Formation of Planet-Satellite Systems
Regular satellites provide a probe of the compositional and thermal state in the subnebula at the tail end of giant planet formation. Early models propose the formation of satellites in the circumplanetary nebulae of Jupiter and Saturn (Pollack and Reynolds 1974: Pollack et al. 1976). These models envision a condensation sequence analogous to that of the nebula (e.g., Lewis 1972), such that the compositional gradient of the Galilean satellites results from the thermal gradient of the subnebula and sets a temperature of T ~250 K at the "snowline" near the location of Ganymede. Yet, the Saturnian satellites evince no such trend.
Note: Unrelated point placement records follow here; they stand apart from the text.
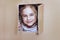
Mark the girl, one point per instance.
(28, 17)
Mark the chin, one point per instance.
(29, 25)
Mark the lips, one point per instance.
(29, 21)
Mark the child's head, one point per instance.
(28, 15)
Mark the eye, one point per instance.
(24, 15)
(31, 14)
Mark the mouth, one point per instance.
(29, 21)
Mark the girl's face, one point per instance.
(29, 16)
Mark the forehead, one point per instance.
(28, 10)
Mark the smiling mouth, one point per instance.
(29, 21)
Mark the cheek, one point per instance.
(24, 19)
(33, 18)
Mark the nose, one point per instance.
(28, 18)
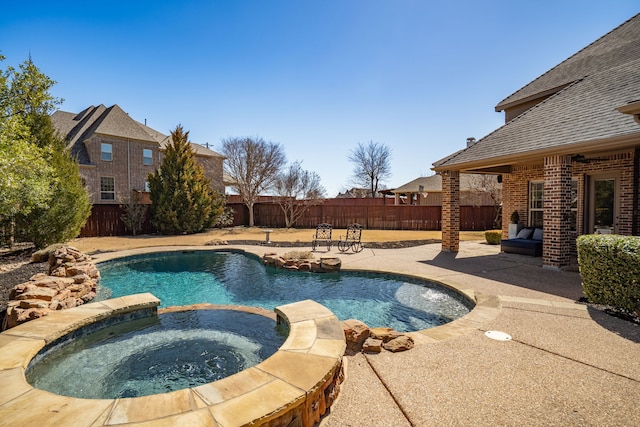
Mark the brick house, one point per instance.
(116, 153)
(569, 151)
(427, 191)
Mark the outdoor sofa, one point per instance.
(527, 242)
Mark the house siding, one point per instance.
(516, 195)
(451, 211)
(126, 167)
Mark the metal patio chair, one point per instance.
(322, 236)
(352, 239)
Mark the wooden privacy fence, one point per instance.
(106, 220)
(380, 217)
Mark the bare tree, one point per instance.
(253, 164)
(296, 191)
(371, 165)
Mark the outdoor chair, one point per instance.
(352, 239)
(323, 235)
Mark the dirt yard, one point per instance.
(279, 237)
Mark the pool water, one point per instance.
(228, 277)
(157, 355)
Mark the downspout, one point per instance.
(129, 164)
(635, 219)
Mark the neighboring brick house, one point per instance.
(475, 190)
(117, 154)
(569, 153)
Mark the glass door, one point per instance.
(603, 209)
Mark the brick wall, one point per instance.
(126, 167)
(128, 170)
(557, 210)
(515, 188)
(451, 211)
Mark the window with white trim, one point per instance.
(107, 188)
(147, 156)
(106, 152)
(574, 204)
(536, 199)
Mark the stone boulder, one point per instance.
(372, 345)
(330, 264)
(400, 343)
(355, 334)
(72, 280)
(384, 334)
(323, 265)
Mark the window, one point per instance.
(106, 152)
(574, 204)
(536, 193)
(107, 188)
(147, 156)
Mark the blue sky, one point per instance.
(317, 76)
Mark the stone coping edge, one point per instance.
(296, 385)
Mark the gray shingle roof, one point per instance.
(112, 121)
(597, 80)
(615, 48)
(582, 112)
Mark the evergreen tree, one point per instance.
(181, 196)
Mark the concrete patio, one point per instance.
(566, 364)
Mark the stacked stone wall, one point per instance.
(72, 280)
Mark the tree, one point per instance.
(28, 97)
(134, 214)
(253, 164)
(26, 105)
(25, 177)
(182, 198)
(297, 190)
(41, 182)
(68, 207)
(371, 165)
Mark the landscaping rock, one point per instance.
(401, 343)
(372, 345)
(355, 334)
(384, 334)
(72, 280)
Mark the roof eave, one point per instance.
(539, 95)
(494, 163)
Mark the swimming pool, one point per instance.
(147, 356)
(235, 278)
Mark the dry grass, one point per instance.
(303, 236)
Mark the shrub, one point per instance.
(610, 270)
(493, 236)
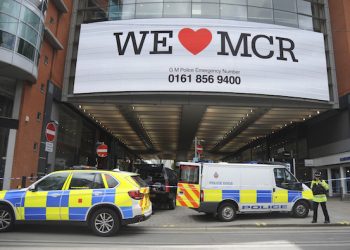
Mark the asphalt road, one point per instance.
(184, 228)
(136, 237)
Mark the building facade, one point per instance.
(289, 86)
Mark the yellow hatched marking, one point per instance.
(35, 199)
(2, 194)
(212, 195)
(280, 196)
(247, 196)
(191, 196)
(53, 213)
(80, 198)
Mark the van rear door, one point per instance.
(188, 188)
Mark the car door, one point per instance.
(84, 190)
(285, 193)
(42, 199)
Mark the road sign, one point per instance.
(50, 131)
(199, 149)
(102, 150)
(49, 147)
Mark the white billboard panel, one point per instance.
(201, 55)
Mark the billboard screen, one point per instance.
(201, 55)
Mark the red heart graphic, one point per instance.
(195, 41)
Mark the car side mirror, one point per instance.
(32, 188)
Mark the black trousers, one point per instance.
(324, 210)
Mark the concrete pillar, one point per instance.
(12, 137)
(329, 177)
(343, 181)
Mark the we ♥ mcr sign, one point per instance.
(201, 55)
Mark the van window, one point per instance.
(284, 179)
(189, 174)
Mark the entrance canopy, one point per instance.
(165, 128)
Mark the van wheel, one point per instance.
(300, 209)
(226, 212)
(7, 219)
(104, 222)
(172, 203)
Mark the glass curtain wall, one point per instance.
(7, 95)
(21, 29)
(294, 13)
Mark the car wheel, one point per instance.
(104, 222)
(226, 212)
(300, 209)
(172, 203)
(7, 219)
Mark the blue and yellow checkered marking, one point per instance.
(231, 194)
(253, 196)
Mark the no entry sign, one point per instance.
(199, 149)
(102, 150)
(50, 131)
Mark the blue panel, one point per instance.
(35, 213)
(78, 213)
(65, 198)
(230, 194)
(109, 195)
(53, 201)
(127, 212)
(15, 197)
(293, 195)
(97, 196)
(264, 196)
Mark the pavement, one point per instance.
(181, 217)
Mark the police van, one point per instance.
(225, 189)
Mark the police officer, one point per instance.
(319, 189)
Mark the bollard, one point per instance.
(23, 183)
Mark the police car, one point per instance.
(226, 189)
(105, 200)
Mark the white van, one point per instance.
(226, 189)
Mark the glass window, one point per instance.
(128, 11)
(286, 18)
(287, 5)
(207, 10)
(139, 181)
(242, 2)
(260, 3)
(347, 174)
(30, 18)
(10, 7)
(86, 181)
(189, 174)
(26, 49)
(149, 10)
(284, 179)
(304, 7)
(235, 12)
(111, 182)
(335, 176)
(7, 41)
(177, 9)
(260, 15)
(305, 22)
(28, 33)
(8, 23)
(52, 182)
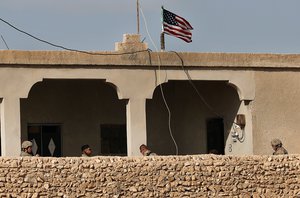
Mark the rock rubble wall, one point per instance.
(159, 176)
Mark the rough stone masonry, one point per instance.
(158, 176)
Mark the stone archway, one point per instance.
(189, 114)
(79, 106)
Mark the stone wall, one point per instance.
(161, 176)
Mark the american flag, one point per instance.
(176, 26)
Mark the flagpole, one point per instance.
(138, 16)
(162, 35)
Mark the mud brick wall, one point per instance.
(161, 176)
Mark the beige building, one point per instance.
(185, 103)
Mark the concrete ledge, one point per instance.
(161, 176)
(146, 59)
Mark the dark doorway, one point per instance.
(215, 136)
(46, 139)
(113, 140)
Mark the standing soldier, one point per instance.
(26, 149)
(277, 147)
(86, 151)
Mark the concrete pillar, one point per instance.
(10, 126)
(136, 125)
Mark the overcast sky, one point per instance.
(258, 26)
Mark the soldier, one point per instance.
(26, 148)
(278, 148)
(145, 151)
(86, 151)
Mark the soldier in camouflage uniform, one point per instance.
(278, 148)
(145, 151)
(26, 149)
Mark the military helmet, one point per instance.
(276, 142)
(26, 144)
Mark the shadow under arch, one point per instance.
(190, 111)
(79, 106)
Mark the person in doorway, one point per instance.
(145, 151)
(86, 151)
(26, 149)
(278, 148)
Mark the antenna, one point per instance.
(4, 42)
(138, 16)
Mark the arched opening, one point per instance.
(62, 115)
(201, 116)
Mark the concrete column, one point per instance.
(10, 126)
(136, 125)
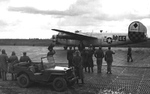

This study analyzes the formation of satellites both in gaseous and gas-poor circumplanetary disks. In the gas-poor case, we rely on the collisional capture of heliocentric planetesimals to deliver both the mass and angular momentum needed for satellite formation - but lose the connection to the thermal state, and rely instead on collisional and other processes to account for compositional differences between satellites. In the gaseous case, we seek to connect the thermal structure of the circumplanetary disk to the compositions of the Galilean satellites and the Saturnian satellites. The objective of this program is to employ constraints obtained from satellite bulk properties to investigate whether the regular satellites of Jupiter and Saturn formed in gas-poor or gaseous environments. Interpretation of satellite observations depends on this issue.